Karen Bradley 'should resign' over failure to deliver compensation for abuse victims
KAREN Bradley should resign over her failure to progress payments for abuse victims, a leading campaigner has said.
The Secretary of State has told victims' groups that she cannot take legislation through Westminster which would allow survivors to be given redress payments.
Instead, she claimed that raising the issue as part of fresh talks aimed at restoring power-sharing at Stormont would be the "quickest possible way to bring this issue to a resolution".
Margaret McGuckin from Survivors and Victims of Institutional Abuse (Savia) said Mrs Bradley has been "completely useless for Northern Ireland".
"She is not fit to be Secretary of State. She hasn't got a clue." she said.
"She has used us as a political football to get all the parties together for these talks."
Ms McGuckin said she did not know if Savia would take part in a planned meeting between Mrs Bradley and victims' groups next week.
"I'm really not sure if we want to meet her now."
She said several survivors wept when she told them of the news this morning.
"Everybody has been re-traumatised by this. For many of our people this is the only thing that's keeping them going."
She added: "We trusted these people and they have let us down."
The Historical Institutional Abuse (HIA) Inquiry recommended compensation payments to victims more than two years ago and the scheme would have seen pay-outs of between £7,500 and £100,000.
But the process was stalled following the collapse of Stormont in January 2017 - just days after the abuse inquiry report was published.
Since the inquiry released its findings, 32 abuse victims have died.
In a letter to victims' groups, seen by The Irish News, Mrs Bradley said she must address responses to a public consultation on redress payments before any new law can be passed.

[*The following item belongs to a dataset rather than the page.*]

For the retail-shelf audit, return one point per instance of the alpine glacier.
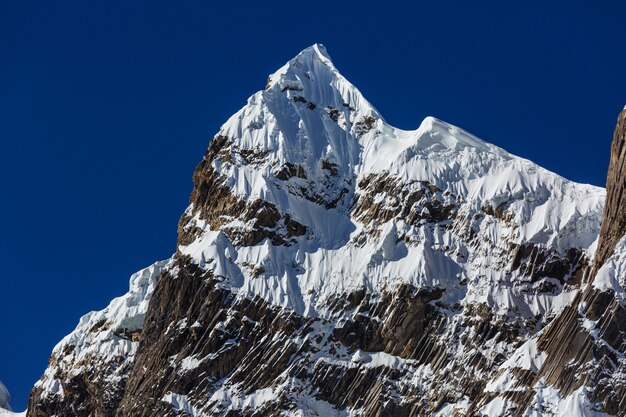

The Executive Office published responses to the consultation on Monday.
"Urgent consideration needs to be given to the views expressed during the consultation, and how the remaining questions and issues can be resolved as quickly as possible," Mrs Bradley said.
"All of the main Northern Ireland political parties have expressed to me their desire to see the issue of redress taken forward.
"The current talks are the best opportunity for these complex issues - such as the total redress payment - to be discussed by local politicians.
"I have therefore written to David Sterling today to ask that he invite the parties to consider these issues under the Programme for Government strand of the talks, and identify where there is consensus on the outstanding issues."
Mr Sterling, head of the Northern Ireland Civil Service, said last week that a law to introduce redress payments should be progressed through Westminster.
Jon McCourt, chair of the Derry-based Survivors North West group, also accused Mrs Bradley of using victims to "blackmail" parties at Stormont.
"We are calling on local party leaders to jointly respond to Karen Bradley and to reject her attempt to bring this issue into talks about any future Programme for Government," he said.
"They should stand together with survivors and insist that the Secretary of State introduces legislation at Westminster before the summer."
Claire McKeegan of Phoenix Law, who represents abuse survivors, said they have been let down again.
"It is deeply upsetting and frustrating for survivors to know that steps could and should be taken but that for political reasons this has not happened," she said.
Ron Graham of Savia, who was abused at the notorious Kincora boys home in Belfast, said: "I think the Secretary of State should resign. I don't think she realises the damage she has done to victims today."
Kate Walmsley, who was abused in the Nazareth House in Derry, said: "I just believe this is mental torture that we are suffering, all the victims are suffering.
"We have come out and told our stories and at the present I just wish I hadn't done it, because nobody cares."
Abuse survivors had launched an unsuccessful legal bid to force Mrs Bradley to introduce compensation payments.
A High Court judge ruled last month that there was no unlawful failure to act by either Mrs Bradley or the Executive Office.
Sinn Féin deputy leader Michelle O’Neill said yesterday the redress scheme should not be part of the Stormont talks.
"Karen Bradley needs to start putting the needs of victims and survivors before her own political priorities and immediately put in place the required legal and financial framework to assist them," she said.
DUP leader Arlene Foster MLA said the delay in redress payments was a "shame and disgrace".
"This is why devolution should be restored immediately so matters like this compensation can be taken forward by ministers," she said.
"In the absence of devolution, the government has a moral duty to meet this financial commitment but ultimately the institutions who closed their eyes to the abuse must be prepared to make their contribution to this compensation as has happened elsewhere."
SDLP leader Colum Eastwood also accused Mrs Bradley of using victims as political pawns.